In the summer of 1955 Snyder turned from academia and signed on with the Yosemite National Park as a trail crew laborer, working the upper reaches of the Piute Creek drainage. "I began to meditate nights, after work," he writes of that time, "and I found myself writing some poems that surprised me." That fall he participated in the Six Gallery reading, the launching event of the Beat Movement.

In 1956 Snyder left the States for Kyoto, Japan, initiating what was to become a ten-year residence abroad. While in Japan, Snyder pursued an intensive Zen Buddhist practice, studying in monasteries and translating Zen Buddhist texts. He became involved with a wide circle of Japanese intellectuals and engaged Buddhists. During this period Snyder made several trips abroad. He worked in the engine room of a tanker traveling along the Pacific Rim; with Allen Ginsberg and several others he made a pilgrimage through India, visiting sacred sites.

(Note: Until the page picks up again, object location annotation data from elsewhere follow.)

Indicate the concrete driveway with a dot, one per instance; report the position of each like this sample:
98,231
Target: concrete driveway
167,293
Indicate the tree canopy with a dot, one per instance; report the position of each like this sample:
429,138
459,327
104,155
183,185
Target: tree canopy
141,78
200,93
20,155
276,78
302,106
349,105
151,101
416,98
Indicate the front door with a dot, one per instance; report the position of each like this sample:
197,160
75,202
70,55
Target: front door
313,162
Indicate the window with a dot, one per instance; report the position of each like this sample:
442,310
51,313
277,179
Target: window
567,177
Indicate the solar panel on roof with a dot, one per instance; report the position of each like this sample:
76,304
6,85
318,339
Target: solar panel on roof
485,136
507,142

Snyder returned to permanent residence in North America in 1969. Together with his family, he built a house in the Sierra Nevada foothills, where their lives combine nineteenth- and twenty-first century technologies. He continues to travel widely, reading, lecturing, and working with various groups of environmentalists and indigenous peoples.

Snyder joined the faculty of UC Davis in 1985. He is the author of fourteen volumes of poetry and prose, including Practice of the Wild and the Pulitzer Prize-winning Turtle Island. He has been a Guggenheim fellow and is member of the American Academy of Arts and Letters. No Nature was nominated for the National Book Award in 1992.

from the PREFACE

What's intimate? The feet and hands, ones confection of thoughts, knowledges, and memories; the kitchen and the bedding. And there is one's language. How wonderful to be born to become a Native Speaker, to be truly native of something. I've been at home with the same language--eased by it, amused by it, surfing on it, no matter where I lived, through the years.

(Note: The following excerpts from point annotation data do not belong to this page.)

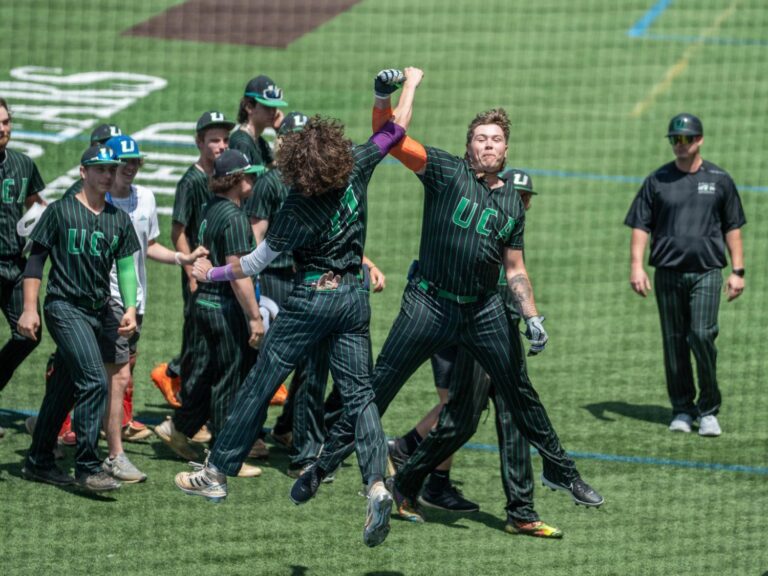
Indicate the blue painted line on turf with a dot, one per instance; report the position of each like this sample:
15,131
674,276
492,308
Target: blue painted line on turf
641,26
707,40
644,460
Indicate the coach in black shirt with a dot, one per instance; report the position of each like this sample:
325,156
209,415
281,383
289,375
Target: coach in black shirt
692,211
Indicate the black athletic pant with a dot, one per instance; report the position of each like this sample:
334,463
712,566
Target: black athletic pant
688,306
427,324
340,318
15,351
82,380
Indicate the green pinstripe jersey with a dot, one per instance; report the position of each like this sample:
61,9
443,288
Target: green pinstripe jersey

These poems belong to the west coast tongue, Anglo-franco American Indo-European, and to the emergent Pacific culture. Some of them owe much to my readings of Chinese and Japanese short poems, some are instructed by ethnopoetics, and most are in the debt of the mid-twentieth-century masters. I also make my bows to Native American song, story, and subsistence; to the persistence of the old growth forests of the far west; to the snowy peaks of the Pacific crest, and to some great teachers.

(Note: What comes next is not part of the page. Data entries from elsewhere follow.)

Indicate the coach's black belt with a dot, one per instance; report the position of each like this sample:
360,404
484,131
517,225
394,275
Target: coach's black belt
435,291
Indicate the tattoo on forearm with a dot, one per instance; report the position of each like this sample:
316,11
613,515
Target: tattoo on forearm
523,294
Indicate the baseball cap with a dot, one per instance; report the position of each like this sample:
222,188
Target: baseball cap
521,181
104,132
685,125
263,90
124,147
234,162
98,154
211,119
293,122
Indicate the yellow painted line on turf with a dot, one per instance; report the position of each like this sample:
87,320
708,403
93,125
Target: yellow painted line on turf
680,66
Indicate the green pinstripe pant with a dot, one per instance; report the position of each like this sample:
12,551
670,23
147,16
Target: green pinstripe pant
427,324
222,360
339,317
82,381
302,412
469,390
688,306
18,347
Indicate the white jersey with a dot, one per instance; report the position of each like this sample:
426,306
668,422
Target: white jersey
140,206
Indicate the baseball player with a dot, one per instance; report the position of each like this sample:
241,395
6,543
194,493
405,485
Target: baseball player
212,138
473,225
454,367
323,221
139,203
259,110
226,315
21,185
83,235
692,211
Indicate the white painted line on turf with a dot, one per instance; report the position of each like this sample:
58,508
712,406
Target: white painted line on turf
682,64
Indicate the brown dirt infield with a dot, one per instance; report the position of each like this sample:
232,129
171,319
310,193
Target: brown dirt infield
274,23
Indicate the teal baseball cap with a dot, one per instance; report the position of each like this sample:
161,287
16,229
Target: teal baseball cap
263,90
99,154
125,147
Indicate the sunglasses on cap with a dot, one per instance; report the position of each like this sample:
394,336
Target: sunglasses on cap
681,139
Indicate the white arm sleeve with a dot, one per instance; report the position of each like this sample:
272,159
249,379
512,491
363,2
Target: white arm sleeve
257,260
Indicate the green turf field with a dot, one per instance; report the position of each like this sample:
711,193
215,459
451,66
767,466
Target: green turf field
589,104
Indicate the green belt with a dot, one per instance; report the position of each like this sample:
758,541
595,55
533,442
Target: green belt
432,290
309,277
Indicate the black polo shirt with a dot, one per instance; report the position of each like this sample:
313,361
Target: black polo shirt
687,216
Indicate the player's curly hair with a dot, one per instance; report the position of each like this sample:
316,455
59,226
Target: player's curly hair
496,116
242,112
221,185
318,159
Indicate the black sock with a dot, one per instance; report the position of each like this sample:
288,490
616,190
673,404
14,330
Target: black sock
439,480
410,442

No Nature. Human societies each have their own nuty fads, mass delusions, and enabling mythologies. Daily life still gets done. Wild nature is probably equally goofy, with a stunning variety of creatures somehow getting by in all these landscapes. Nature also means the physical universe, including the urban, industrial, and toxic. But we do not easily know nature, or even know ourselves. Whatever it actually is, it will not fulfil our conceptions or assumptions. It will dodge our expectations and theoretical models. There is no single or set "nature" either as " the natural world" or "the nature of things." The greatest respect we can pay to nature is not to trap it, but to acknowledge that it eludes us and that our own nature is also fluid, open, and conditional.

Hakuin Zenji puts it "self-nature that is no nature/ . . . far beyond mere doctrine." An open space to move in, with the whole body, the whole mind. My gesture has been with language.